Nous avons convenu de nous voir un samedi soir. J’étais un peu nerveuse pis je l’avoue, je ne savais plus si ça me tentait encore vraiment. Qu’avions-nous à nous dire après tant d’années? Mais mon amie Maryse allait être là. Maryse, c’est ma plus vieille amie. Elle fut jadis une amie de proximité puisqu’elle habitait à un coin de la rue de ma maison. J’avais une piscine, mais chez elle, il y avait de gros arbres et ses parents nous laissaient grimper dedans. Un gros plus, puisque grimper aux arbres était strictement interdit chez moi. Nous ne nous sommes presque jamais quittées. Notre amitié géographique fut assez forte pour ne jamais s’essouffler, même s’il est arrivé que des kilomètres nous séparent.
Ça fait 40 ans qu’elle est dans ma vie. Je ne me souviens même pas du temps où elle n’y était pas. Bref, me sentant en sécurité avec elle, j’étais prête à rencontrer les autres.
Et les autres arrivèrent… Il a fallu quelques minutes avant de nous habituer. On se reconnaissait physiquement, mais c’était comme si on cherchait nos repères. Nos repères d’enfance qui n’y étaient plus. Mais cela n’a duré que quelques secondes.
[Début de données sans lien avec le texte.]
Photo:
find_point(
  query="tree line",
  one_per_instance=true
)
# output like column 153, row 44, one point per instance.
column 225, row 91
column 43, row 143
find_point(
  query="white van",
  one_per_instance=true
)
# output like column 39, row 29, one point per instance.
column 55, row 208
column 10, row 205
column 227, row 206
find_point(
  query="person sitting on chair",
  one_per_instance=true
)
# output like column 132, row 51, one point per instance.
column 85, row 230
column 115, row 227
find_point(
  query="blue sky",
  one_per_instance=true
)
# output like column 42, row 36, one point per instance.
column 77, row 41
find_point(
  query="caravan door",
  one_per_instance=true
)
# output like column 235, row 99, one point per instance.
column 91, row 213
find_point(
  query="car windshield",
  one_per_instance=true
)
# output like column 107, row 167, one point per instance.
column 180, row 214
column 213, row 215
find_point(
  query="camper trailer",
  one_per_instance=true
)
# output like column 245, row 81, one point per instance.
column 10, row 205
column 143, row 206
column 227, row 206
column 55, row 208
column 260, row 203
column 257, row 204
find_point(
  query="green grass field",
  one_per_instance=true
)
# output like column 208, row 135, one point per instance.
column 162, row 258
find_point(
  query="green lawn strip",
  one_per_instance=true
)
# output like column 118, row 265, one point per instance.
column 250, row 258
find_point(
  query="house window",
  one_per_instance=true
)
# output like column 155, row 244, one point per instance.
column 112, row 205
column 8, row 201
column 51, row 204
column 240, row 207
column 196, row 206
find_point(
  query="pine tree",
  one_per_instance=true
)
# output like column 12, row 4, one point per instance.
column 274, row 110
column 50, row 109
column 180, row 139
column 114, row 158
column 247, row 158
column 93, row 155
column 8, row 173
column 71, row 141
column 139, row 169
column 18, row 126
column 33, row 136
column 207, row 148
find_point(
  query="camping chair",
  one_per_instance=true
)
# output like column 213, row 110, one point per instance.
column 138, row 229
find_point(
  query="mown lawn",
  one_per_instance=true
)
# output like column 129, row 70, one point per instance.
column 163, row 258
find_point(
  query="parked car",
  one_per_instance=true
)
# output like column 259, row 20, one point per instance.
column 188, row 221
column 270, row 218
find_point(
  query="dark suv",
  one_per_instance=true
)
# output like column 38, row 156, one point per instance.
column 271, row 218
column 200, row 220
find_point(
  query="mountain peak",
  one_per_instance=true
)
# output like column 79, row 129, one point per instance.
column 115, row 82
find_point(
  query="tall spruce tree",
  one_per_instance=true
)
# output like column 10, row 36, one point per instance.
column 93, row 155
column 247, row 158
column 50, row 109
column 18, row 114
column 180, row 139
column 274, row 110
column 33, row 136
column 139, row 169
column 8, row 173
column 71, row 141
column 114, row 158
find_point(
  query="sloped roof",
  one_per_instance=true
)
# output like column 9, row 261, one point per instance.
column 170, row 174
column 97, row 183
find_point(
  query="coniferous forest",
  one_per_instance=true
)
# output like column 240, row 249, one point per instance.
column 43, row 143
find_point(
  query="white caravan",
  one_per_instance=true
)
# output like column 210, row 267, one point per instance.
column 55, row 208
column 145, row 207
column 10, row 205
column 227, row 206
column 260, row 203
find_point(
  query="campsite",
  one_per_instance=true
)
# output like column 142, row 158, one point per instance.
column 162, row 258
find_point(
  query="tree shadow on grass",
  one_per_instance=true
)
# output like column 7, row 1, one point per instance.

Maryse est arrivée avec son super cocktail aux litchis de Ricardo et la glace fut brisée… et après? La magie a opéré. Il n’y a eu aucun temps mort. On s’est donné des nouvelles, chacune a raconté où elle était rendue, puis nous avons parlé de nos anciens amis de l’école. Maryse a sorti son album de photos. Ce fut l’apothéose. Les filles ont montré des photos d’elles à leur chum (qui avaient été conviés finalement). On a eu une petite pensée pour Isabelle qui est décédée accidentellement lors sa première année de CÉGEP pis une autre pour Éric qui est décédé l’an dernier d’un cancer. Ils nous manquent. On est passé par de multiples émotions, mais on a beaucoup ri. Nous sommes redevenues, dans l’espace d’une soirée, les jeunes filles qui ont grandi ensemble. C’est comme si nous ne nous étions jamais quittées.
C’est ce qui m’a fait penser que les relations de proximité peuvent être aussi solides que celles que tu as choisies. En fait, notre solidité, nous la devons au fait que nous avons grandi ensemble, que nous avons reçu la même éducation, les mêmes valeurs et que nous avons les mêmes repères. En fait, nous avons reçu la même base puis c’est la vie qui nous a amenés vers d’autres destinées.
Est-ce que nous allons le refaire? Sûrement. Car lors de ce samedi soir à Saint-Sauveur, il s’est passé quelque chose. Les 15 ans de vie qui nous séparaient n’étaient plus. C’est ça les vraies amies. Avec elles, le temps n’existe pas. Et, le temps d’une soirée, il y a surtout eu ce sentiment d’être rentré un peu à la maison.